Conséquences pratiques de l’abandon de poste
L’abandon de poste entraîne des effets très différents pour l’employeur et pour le salarié.
Pour l’employeur :
- Un cadre juridique clarifié : la présomption de démission sécurise la rupture du contrat, sans avoir à initier une procédure disciplinaire ou de licenciement.
- Une procédure rapide : une simple mise en demeure régulièrement établie et notifiée suffit à enclencher la présomption, avec un délai de réponse encadré.
- Un gain de temps et de sécurité juridique, mais une vigilance nécessaire : l’employeur doit veiller à respecter strictement la procédure pour éviter une contestation devant le conseil de prud’hommes.
Pour le salarié :
- Une mesure lourde de conséquences : la démission présumée entraîne la perte du droit à l’allocation d’aide au retour à l’emploi (ARE).
- L’obligation d’exécuter un préavis de démission, sauf dispense accordée par l’employeur.
- La possibilité de contester la démission devant le conseil de prud’hommes si l’absence repose sur un motif légitime ou si la procédure n’a pas été respectée.
L’abandon de poste n’est plus une « porte de sortie » pour quitter un emploi.
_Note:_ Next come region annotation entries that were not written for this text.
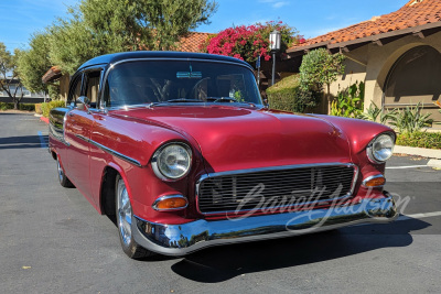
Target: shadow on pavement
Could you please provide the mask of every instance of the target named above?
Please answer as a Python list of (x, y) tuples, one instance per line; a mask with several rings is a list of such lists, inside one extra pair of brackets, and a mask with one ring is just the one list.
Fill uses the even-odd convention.
[[(40, 135), (22, 135), (0, 138), (0, 149), (29, 149), (41, 148)], [(44, 143), (47, 145), (49, 137), (43, 135)]]
[(172, 265), (173, 272), (203, 283), (235, 276), (344, 258), (381, 248), (407, 247), (411, 231), (431, 226), (410, 219), (387, 225), (365, 225), (269, 241), (209, 248)]

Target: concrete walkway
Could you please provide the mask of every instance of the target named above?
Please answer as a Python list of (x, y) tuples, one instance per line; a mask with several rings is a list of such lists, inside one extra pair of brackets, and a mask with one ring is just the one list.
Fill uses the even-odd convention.
[(441, 150), (439, 149), (396, 145), (394, 149), (394, 153), (429, 157), (431, 160), (428, 162), (428, 166), (441, 168)]

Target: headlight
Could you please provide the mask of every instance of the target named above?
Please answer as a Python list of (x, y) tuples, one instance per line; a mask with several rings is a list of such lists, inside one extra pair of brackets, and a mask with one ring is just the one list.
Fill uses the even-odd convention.
[(384, 163), (394, 153), (395, 135), (392, 133), (384, 133), (375, 138), (367, 145), (367, 156), (374, 163)]
[(152, 167), (154, 174), (165, 181), (185, 176), (192, 164), (192, 151), (183, 143), (169, 143), (154, 152)]

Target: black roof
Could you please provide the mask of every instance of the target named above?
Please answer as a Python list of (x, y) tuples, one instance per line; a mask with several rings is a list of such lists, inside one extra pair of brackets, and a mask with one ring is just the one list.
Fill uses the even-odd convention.
[(225, 61), (233, 62), (243, 65), (250, 65), (244, 61), (223, 56), (223, 55), (214, 55), (207, 53), (189, 53), (189, 52), (171, 52), (171, 51), (135, 51), (135, 52), (121, 52), (114, 54), (106, 54), (95, 58), (92, 58), (79, 66), (78, 70), (88, 66), (94, 66), (98, 64), (114, 64), (123, 59), (137, 59), (137, 58), (154, 58), (154, 57), (164, 57), (164, 58), (195, 58), (195, 59), (213, 59), (213, 61)]

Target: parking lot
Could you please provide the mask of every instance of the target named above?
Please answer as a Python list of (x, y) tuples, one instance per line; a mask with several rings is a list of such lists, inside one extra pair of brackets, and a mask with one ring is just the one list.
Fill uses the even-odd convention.
[(46, 124), (0, 126), (1, 293), (441, 293), (441, 171), (427, 159), (388, 163), (392, 224), (135, 261), (114, 222), (60, 186)]

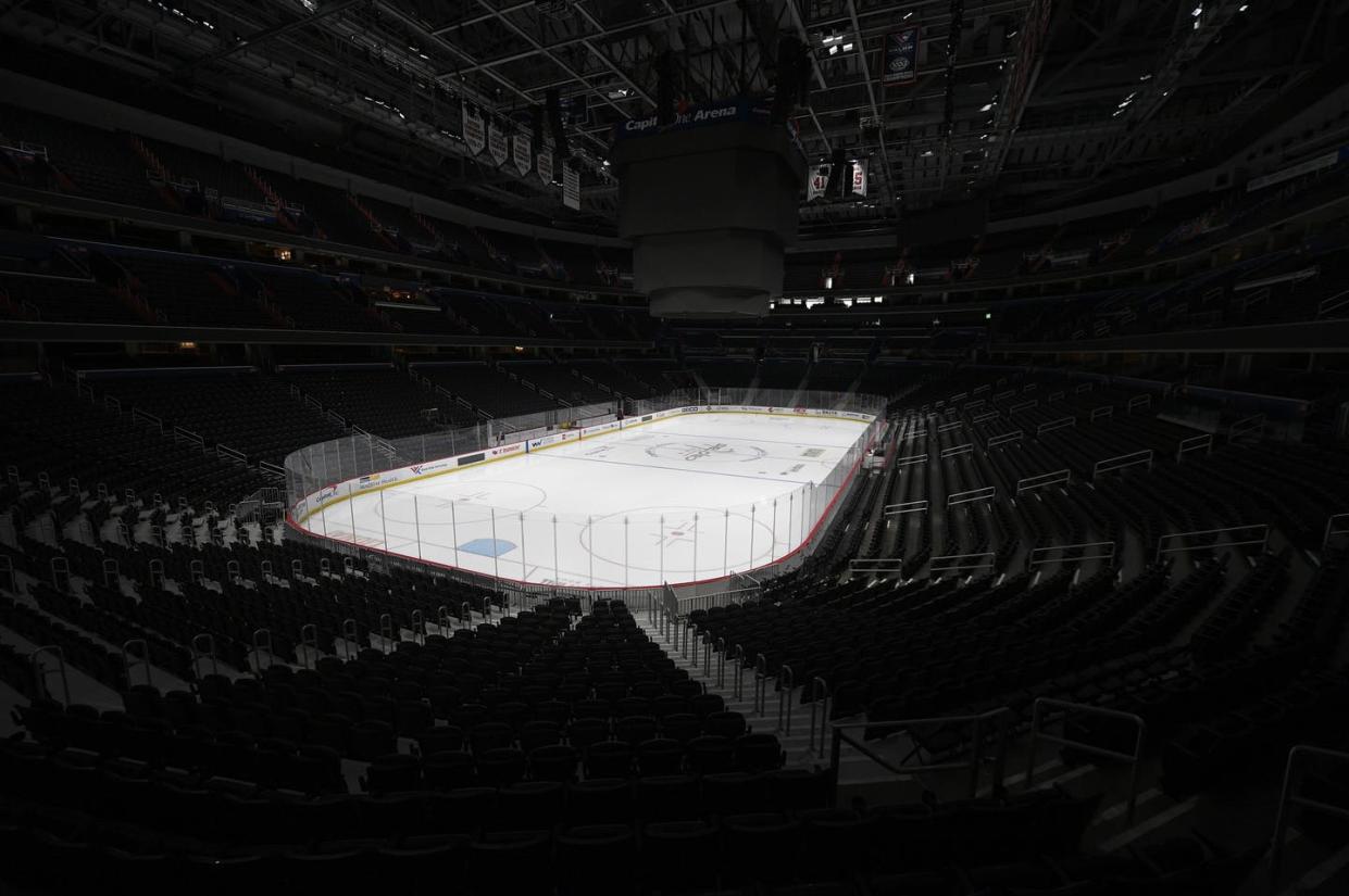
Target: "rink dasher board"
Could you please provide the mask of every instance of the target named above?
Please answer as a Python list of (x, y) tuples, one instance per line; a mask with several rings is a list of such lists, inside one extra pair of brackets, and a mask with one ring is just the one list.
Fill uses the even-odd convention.
[[(420, 482), (421, 480), (434, 478), (437, 476), (445, 476), (447, 473), (453, 473), (456, 470), (464, 470), (476, 466), (484, 466), (487, 463), (495, 463), (496, 461), (506, 461), (518, 454), (533, 454), (536, 451), (544, 451), (557, 445), (567, 445), (569, 442), (580, 442), (587, 438), (596, 438), (607, 433), (619, 433), (626, 430), (633, 430), (639, 426), (646, 426), (648, 423), (654, 423), (656, 420), (662, 420), (670, 416), (684, 416), (687, 414), (758, 414), (762, 416), (781, 416), (788, 419), (799, 419), (803, 416), (813, 416), (828, 420), (847, 420), (853, 423), (871, 424), (876, 422), (876, 416), (871, 414), (859, 414), (857, 411), (826, 411), (817, 408), (778, 408), (774, 406), (742, 406), (742, 404), (715, 404), (715, 406), (685, 406), (677, 408), (668, 408), (665, 411), (654, 411), (652, 414), (643, 414), (638, 418), (625, 418), (622, 420), (614, 419), (604, 423), (595, 423), (579, 430), (563, 430), (558, 433), (550, 433), (549, 435), (542, 435), (536, 439), (523, 439), (519, 442), (511, 442), (510, 445), (498, 445), (490, 449), (479, 449), (476, 451), (467, 451), (464, 454), (456, 454), (452, 457), (444, 457), (434, 461), (426, 461), (424, 463), (411, 463), (409, 466), (394, 468), (389, 470), (382, 470), (379, 473), (370, 473), (367, 476), (357, 476), (349, 480), (343, 480), (332, 485), (325, 485), (317, 492), (310, 492), (302, 500), (295, 503), (291, 508), (291, 519), (304, 528), (304, 524), (309, 519), (321, 511), (326, 511), (336, 504), (340, 504), (351, 497), (366, 494), (370, 492), (379, 492), (394, 485), (405, 485), (407, 482)], [(345, 486), (345, 488), (343, 488)], [(308, 531), (308, 530), (306, 530)]]

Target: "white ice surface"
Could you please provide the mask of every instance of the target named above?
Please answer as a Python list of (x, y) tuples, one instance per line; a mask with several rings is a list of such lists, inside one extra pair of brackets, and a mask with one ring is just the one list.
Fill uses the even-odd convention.
[(712, 579), (795, 550), (834, 497), (822, 484), (842, 478), (865, 428), (817, 416), (670, 416), (357, 494), (305, 527), (534, 583)]

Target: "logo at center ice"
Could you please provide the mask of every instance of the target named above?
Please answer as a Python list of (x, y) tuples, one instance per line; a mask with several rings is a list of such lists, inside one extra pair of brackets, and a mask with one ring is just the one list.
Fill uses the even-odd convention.
[(658, 528), (656, 532), (652, 532), (652, 535), (656, 536), (654, 544), (673, 547), (680, 542), (691, 543), (693, 540), (693, 528), (695, 523), (692, 516), (683, 520), (666, 519), (665, 525)]
[(711, 459), (747, 463), (768, 454), (757, 445), (727, 445), (726, 442), (661, 442), (646, 449), (649, 457), (658, 457), (670, 461), (697, 461)]

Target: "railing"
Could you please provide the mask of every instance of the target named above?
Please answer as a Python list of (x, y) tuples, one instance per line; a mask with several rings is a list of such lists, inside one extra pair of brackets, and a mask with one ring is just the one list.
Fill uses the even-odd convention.
[(1321, 299), (1321, 303), (1317, 306), (1317, 317), (1323, 318), (1331, 311), (1338, 311), (1346, 305), (1349, 305), (1349, 290), (1342, 290), (1331, 296)]
[[(267, 658), (267, 666), (263, 666), (262, 658)], [(248, 651), (248, 658), (254, 662), (254, 674), (262, 678), (263, 670), (271, 668), (275, 656), (271, 652), (271, 631), (266, 628), (254, 629), (254, 647)]]
[(1052, 473), (1040, 473), (1037, 476), (1027, 476), (1016, 481), (1016, 493), (1032, 492), (1035, 489), (1048, 488), (1051, 485), (1067, 485), (1072, 481), (1072, 470), (1063, 468), (1062, 470), (1054, 470)]
[(1279, 887), (1279, 874), (1283, 870), (1283, 841), (1288, 831), (1288, 808), (1291, 806), (1310, 808), (1322, 812), (1323, 815), (1333, 815), (1336, 818), (1349, 821), (1349, 806), (1325, 803), (1318, 799), (1303, 796), (1298, 792), (1300, 773), (1304, 771), (1304, 764), (1300, 760), (1313, 756), (1336, 763), (1349, 763), (1349, 753), (1325, 749), (1321, 746), (1311, 746), (1309, 744), (1298, 744), (1288, 750), (1288, 764), (1283, 771), (1283, 787), (1279, 790), (1279, 812), (1273, 822), (1273, 842), (1269, 846), (1269, 892), (1275, 892)]
[[(1225, 535), (1228, 532), (1259, 532), (1259, 536), (1241, 539), (1241, 540), (1224, 540), (1221, 538), (1214, 538), (1211, 542), (1205, 544), (1180, 544), (1175, 546), (1175, 542), (1182, 539), (1194, 538), (1197, 535)], [(1269, 527), (1265, 523), (1255, 523), (1252, 525), (1228, 525), (1221, 530), (1194, 530), (1191, 532), (1172, 532), (1171, 535), (1163, 535), (1157, 539), (1157, 552), (1152, 558), (1153, 562), (1160, 562), (1163, 554), (1187, 554), (1190, 551), (1206, 551), (1215, 547), (1241, 547), (1242, 544), (1259, 544), (1260, 550), (1264, 551), (1269, 546)]]
[(898, 504), (886, 504), (882, 509), (885, 516), (901, 516), (904, 513), (927, 513), (928, 501), (925, 499), (917, 501), (900, 501)]
[[(205, 643), (205, 649), (201, 644)], [(210, 674), (220, 675), (220, 660), (216, 659), (216, 636), (209, 632), (202, 632), (201, 635), (194, 635), (192, 639), (192, 671), (194, 675), (200, 675), (197, 671), (197, 663), (204, 659), (210, 660)]]
[(992, 501), (997, 496), (997, 485), (985, 485), (983, 488), (969, 489), (967, 492), (951, 492), (946, 496), (946, 505), (951, 508), (956, 504), (969, 504), (970, 501)]
[(1137, 411), (1140, 408), (1147, 410), (1147, 408), (1151, 408), (1151, 407), (1152, 407), (1152, 396), (1151, 395), (1135, 395), (1132, 399), (1129, 399), (1128, 410), (1129, 410), (1129, 414), (1133, 414), (1135, 411)]
[(1237, 442), (1244, 438), (1255, 437), (1256, 439), (1264, 438), (1264, 414), (1252, 414), (1251, 416), (1244, 416), (1228, 427), (1228, 441)]
[(1035, 434), (1040, 437), (1044, 435), (1045, 433), (1054, 433), (1055, 430), (1062, 430), (1070, 426), (1077, 428), (1078, 418), (1068, 415), (1068, 416), (1060, 416), (1056, 420), (1050, 420), (1048, 423), (1041, 423), (1040, 426), (1035, 427)]
[[(140, 648), (139, 656), (135, 653), (135, 648), (138, 645)], [(154, 682), (151, 680), (150, 644), (147, 644), (143, 637), (134, 637), (121, 645), (121, 667), (127, 674), (127, 687), (131, 687), (131, 670), (138, 663), (146, 670), (146, 684), (154, 686)]]
[(1213, 454), (1213, 437), (1211, 435), (1191, 435), (1187, 439), (1180, 439), (1176, 445), (1176, 463), (1180, 458), (1191, 451), (1203, 451), (1205, 454)]
[[(796, 687), (796, 674), (782, 663), (777, 670), (777, 730), (782, 737), (792, 736), (792, 689)], [(786, 724), (782, 724), (782, 709), (786, 709)]]
[[(1085, 551), (1087, 548), (1098, 548), (1094, 554), (1083, 554), (1082, 556), (1048, 556), (1055, 551)], [(1108, 565), (1114, 563), (1116, 544), (1114, 542), (1085, 542), (1082, 544), (1050, 544), (1047, 547), (1032, 548), (1029, 554), (1025, 555), (1025, 569), (1032, 570), (1036, 566), (1044, 566), (1045, 563), (1083, 563), (1086, 561), (1106, 561)]]
[[(49, 668), (43, 668), (42, 667), (42, 663), (39, 660), (42, 659), (43, 655), (50, 655), (50, 656), (55, 656), (57, 658), (57, 668), (55, 670), (49, 670)], [(66, 676), (66, 653), (65, 653), (65, 651), (62, 651), (61, 647), (57, 645), (57, 644), (46, 644), (46, 645), (39, 647), (38, 649), (35, 649), (32, 652), (32, 655), (28, 658), (28, 662), (32, 663), (32, 679), (34, 679), (34, 682), (36, 682), (38, 689), (43, 694), (46, 694), (47, 697), (51, 697), (51, 691), (47, 689), (47, 676), (49, 675), (58, 675), (58, 674), (61, 675), (61, 697), (62, 697), (62, 702), (66, 706), (70, 706), (70, 679)]]
[[(1064, 718), (1067, 713), (1081, 713), (1083, 715), (1097, 715), (1099, 718), (1114, 718), (1125, 722), (1132, 722), (1137, 729), (1137, 736), (1133, 742), (1133, 753), (1121, 753), (1118, 750), (1108, 749), (1105, 746), (1098, 746), (1097, 744), (1086, 744), (1083, 741), (1075, 741), (1070, 737), (1055, 737), (1054, 734), (1045, 734), (1040, 730), (1040, 725), (1044, 722), (1044, 710), (1047, 709), (1060, 709), (1064, 710)], [(1070, 703), (1068, 701), (1056, 701), (1048, 697), (1040, 697), (1035, 701), (1035, 707), (1031, 713), (1031, 741), (1027, 744), (1025, 756), (1025, 787), (1031, 788), (1031, 783), (1035, 779), (1035, 746), (1039, 741), (1045, 741), (1047, 744), (1058, 744), (1059, 746), (1067, 746), (1070, 749), (1082, 750), (1083, 753), (1090, 753), (1091, 756), (1101, 756), (1102, 759), (1114, 759), (1121, 763), (1129, 763), (1129, 808), (1128, 808), (1128, 822), (1133, 823), (1133, 811), (1139, 802), (1139, 761), (1143, 759), (1143, 741), (1147, 737), (1148, 725), (1143, 721), (1140, 715), (1133, 713), (1121, 713), (1116, 709), (1105, 709), (1103, 706), (1090, 706), (1087, 703)]]
[(847, 562), (849, 573), (900, 573), (904, 570), (902, 556), (854, 556)]
[(1140, 463), (1147, 463), (1148, 469), (1152, 469), (1152, 449), (1145, 449), (1143, 451), (1133, 451), (1130, 454), (1116, 454), (1114, 457), (1108, 457), (1103, 461), (1097, 461), (1095, 466), (1091, 468), (1091, 481), (1095, 482), (1097, 477), (1102, 473), (1114, 473), (1116, 470), (1124, 470), (1130, 466), (1139, 466)]
[[(1002, 772), (1006, 767), (1006, 746), (1008, 746), (1008, 729), (1012, 717), (1012, 710), (1006, 706), (998, 706), (986, 713), (979, 713), (975, 715), (938, 715), (932, 718), (905, 718), (896, 721), (881, 721), (881, 722), (831, 722), (834, 729), (834, 742), (830, 749), (830, 777), (834, 781), (835, 788), (839, 781), (839, 765), (842, 757), (843, 744), (847, 744), (857, 752), (862, 753), (873, 763), (884, 768), (893, 775), (923, 775), (923, 773), (936, 773), (936, 772), (954, 772), (965, 771), (970, 776), (969, 794), (973, 799), (979, 792), (979, 775), (981, 765), (983, 763), (983, 741), (986, 738), (985, 725), (989, 722), (997, 722), (994, 730), (996, 748), (994, 763), (993, 763), (993, 794), (994, 796), (1001, 796), (1002, 794)], [(919, 726), (936, 726), (938, 729), (947, 728), (950, 725), (971, 725), (973, 732), (970, 734), (970, 756), (962, 761), (951, 763), (935, 763), (927, 765), (905, 765), (902, 761), (892, 763), (886, 757), (876, 753), (863, 742), (851, 737), (846, 732), (850, 730), (870, 730), (870, 732), (901, 732), (909, 730)], [(917, 750), (915, 750), (917, 752)], [(912, 753), (911, 753), (912, 755)]]
[(816, 756), (817, 759), (824, 759), (824, 730), (830, 724), (830, 686), (819, 675), (811, 679), (811, 734), (805, 741), (805, 749), (809, 752), (815, 750), (816, 713), (823, 714), (820, 719), (820, 752)]
[[(1349, 513), (1336, 513), (1326, 520), (1326, 534), (1321, 539), (1321, 552), (1330, 547), (1330, 539), (1336, 535), (1349, 535)], [(5, 558), (8, 559), (8, 558)]]
[[(997, 554), (985, 551), (982, 554), (943, 554), (934, 556), (928, 563), (928, 575), (934, 573), (958, 573), (960, 570), (987, 570), (997, 566)], [(987, 558), (987, 559), (983, 559)], [(970, 561), (969, 563), (966, 561)]]

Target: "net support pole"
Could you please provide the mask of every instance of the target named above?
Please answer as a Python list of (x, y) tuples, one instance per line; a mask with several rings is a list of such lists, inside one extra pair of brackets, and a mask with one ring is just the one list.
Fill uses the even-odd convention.
[(726, 558), (727, 554), (730, 552), (730, 543), (731, 543), (731, 508), (726, 508), (723, 513), (724, 516), (722, 517), (722, 575), (724, 577), (726, 573), (728, 571)]
[(455, 543), (455, 566), (459, 566), (459, 513), (455, 512), (455, 501), (449, 503), (449, 540)]
[(754, 511), (758, 508), (757, 504), (750, 504), (750, 559), (745, 563), (745, 571), (754, 569)]
[(421, 559), (421, 513), (417, 511), (417, 496), (413, 494), (413, 534), (417, 538), (417, 559)]
[(697, 581), (697, 513), (693, 515), (693, 582)]
[(500, 552), (500, 548), (496, 546), (496, 508), (495, 507), (490, 507), (490, 508), (487, 508), (487, 511), (488, 511), (488, 515), (491, 516), (491, 520), (492, 520), (492, 575), (495, 575), (496, 578), (500, 578), (502, 577), (502, 571), (500, 571), (500, 555), (502, 555), (502, 552)]
[(360, 546), (360, 535), (356, 532), (356, 486), (347, 486), (347, 509), (351, 512), (351, 540), (357, 547)]
[(525, 562), (525, 515), (519, 515), (519, 581), (529, 578), (529, 565)]
[(384, 489), (379, 489), (379, 531), (384, 536), (384, 554), (389, 552), (389, 516), (384, 515)]
[(769, 563), (773, 562), (773, 558), (777, 554), (777, 499), (773, 499), (773, 527), (772, 527), (770, 531), (773, 534), (773, 543), (772, 543), (772, 547), (769, 547), (769, 551), (768, 551), (768, 562)]

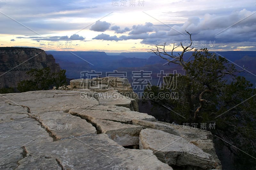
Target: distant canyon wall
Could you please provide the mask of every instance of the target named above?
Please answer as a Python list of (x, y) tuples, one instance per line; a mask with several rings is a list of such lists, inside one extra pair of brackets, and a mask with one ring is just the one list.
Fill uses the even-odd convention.
[(26, 72), (32, 69), (49, 67), (53, 72), (60, 70), (51, 55), (35, 48), (0, 47), (0, 88), (17, 87), (29, 78)]

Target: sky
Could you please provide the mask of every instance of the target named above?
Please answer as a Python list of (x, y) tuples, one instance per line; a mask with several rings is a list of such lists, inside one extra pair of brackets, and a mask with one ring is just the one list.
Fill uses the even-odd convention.
[(170, 51), (189, 44), (187, 31), (195, 48), (256, 50), (255, 0), (0, 0), (0, 47)]

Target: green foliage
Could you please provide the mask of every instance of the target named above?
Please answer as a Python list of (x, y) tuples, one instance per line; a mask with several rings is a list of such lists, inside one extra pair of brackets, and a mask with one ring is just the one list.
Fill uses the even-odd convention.
[(170, 108), (172, 121), (180, 124), (215, 122), (215, 129), (211, 129), (213, 134), (235, 146), (224, 142), (241, 156), (238, 160), (247, 159), (252, 166), (255, 159), (237, 148), (256, 157), (256, 90), (244, 77), (237, 76), (241, 71), (233, 64), (206, 48), (196, 50), (191, 59), (184, 66), (186, 75), (177, 78), (175, 89), (164, 85), (163, 88), (154, 86), (144, 92), (152, 92), (155, 96), (161, 92), (178, 93), (178, 100), (149, 100), (153, 105)]
[(66, 71), (62, 70), (56, 73), (52, 73), (49, 67), (32, 69), (26, 73), (29, 75), (30, 79), (21, 81), (17, 89), (20, 92), (24, 92), (49, 90), (54, 86), (58, 88), (66, 83)]

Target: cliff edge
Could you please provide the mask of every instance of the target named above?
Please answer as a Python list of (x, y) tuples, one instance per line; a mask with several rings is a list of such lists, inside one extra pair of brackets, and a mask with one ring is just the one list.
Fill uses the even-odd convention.
[(136, 111), (126, 79), (72, 81), (0, 94), (0, 169), (221, 169), (210, 132)]
[(25, 47), (0, 47), (0, 88), (16, 87), (29, 78), (26, 72), (31, 69), (49, 67), (53, 72), (60, 70), (51, 55), (42, 49)]

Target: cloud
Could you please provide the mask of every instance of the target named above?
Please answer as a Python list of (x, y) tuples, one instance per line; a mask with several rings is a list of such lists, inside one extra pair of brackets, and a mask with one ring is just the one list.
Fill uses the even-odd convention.
[(130, 30), (130, 28), (128, 27), (125, 27), (124, 29), (123, 30), (120, 29), (120, 27), (117, 26), (112, 26), (110, 29), (113, 31), (115, 31), (115, 33), (123, 33)]
[(92, 26), (90, 30), (98, 32), (104, 32), (109, 28), (110, 23), (106, 21), (97, 21), (95, 24)]
[(69, 40), (83, 40), (84, 38), (82, 36), (79, 36), (77, 34), (74, 34), (70, 36)]
[(110, 36), (108, 34), (104, 34), (98, 35), (95, 37), (92, 38), (93, 40), (108, 40), (110, 41), (117, 41), (120, 40), (116, 35)]
[(129, 35), (138, 34), (143, 33), (146, 33), (152, 32), (155, 28), (153, 27), (153, 24), (150, 22), (146, 22), (144, 25), (134, 25), (132, 26), (132, 30), (129, 33)]
[(22, 39), (27, 38), (31, 39), (32, 40), (36, 41), (38, 42), (41, 41), (68, 41), (71, 40), (83, 41), (85, 38), (82, 36), (79, 36), (79, 35), (74, 34), (71, 36), (69, 38), (67, 35), (65, 36), (52, 36), (48, 37), (36, 37), (30, 36), (28, 37), (17, 37), (17, 38)]

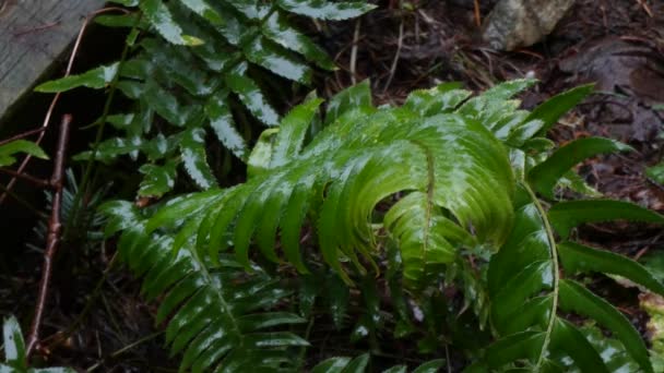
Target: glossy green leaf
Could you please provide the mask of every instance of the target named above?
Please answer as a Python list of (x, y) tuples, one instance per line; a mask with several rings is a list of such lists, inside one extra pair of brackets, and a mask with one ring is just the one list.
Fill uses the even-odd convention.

Depuis la réforme, il entraîne une présomption de démission : le salarié perd ses droits aux allocations chômage et doit un préavis, sauf motif légitime reconnu. Une évolution majeure qui sécurise la position de l’employeur, mais fragilise les salariés concernés.
FAQ – Abandon de poste et présomption de démission
Un employeur peut-il dispenser un salarié de préavis en cas d’abandon de poste ?
Oui, comme pour toute démission, l’employeur peut choisir de dispenser le salarié d’exécuter son préavis.
Un abandon de poste ouvre-t-il droit au chômage ?
Non, sauf si le salarié parvient à contester avec succès la présomption de démission devant le conseil de prud’hommes.
Comment contester une présomption de démission ?
Le salarié peut saisir le conseil de prud’hommes. L'affaire est directement portée devant le bureau de jugement, et le juge examine si l’absence relevait d’une volonté claire de démissionner ou d’un motif légitime.
Quelle différence avec une démission classique ?
La démission classique est exprimée clairement par le salarié. L’abandon de poste est désormais assimilé à une démission par présomption, sauf justification de l’absence.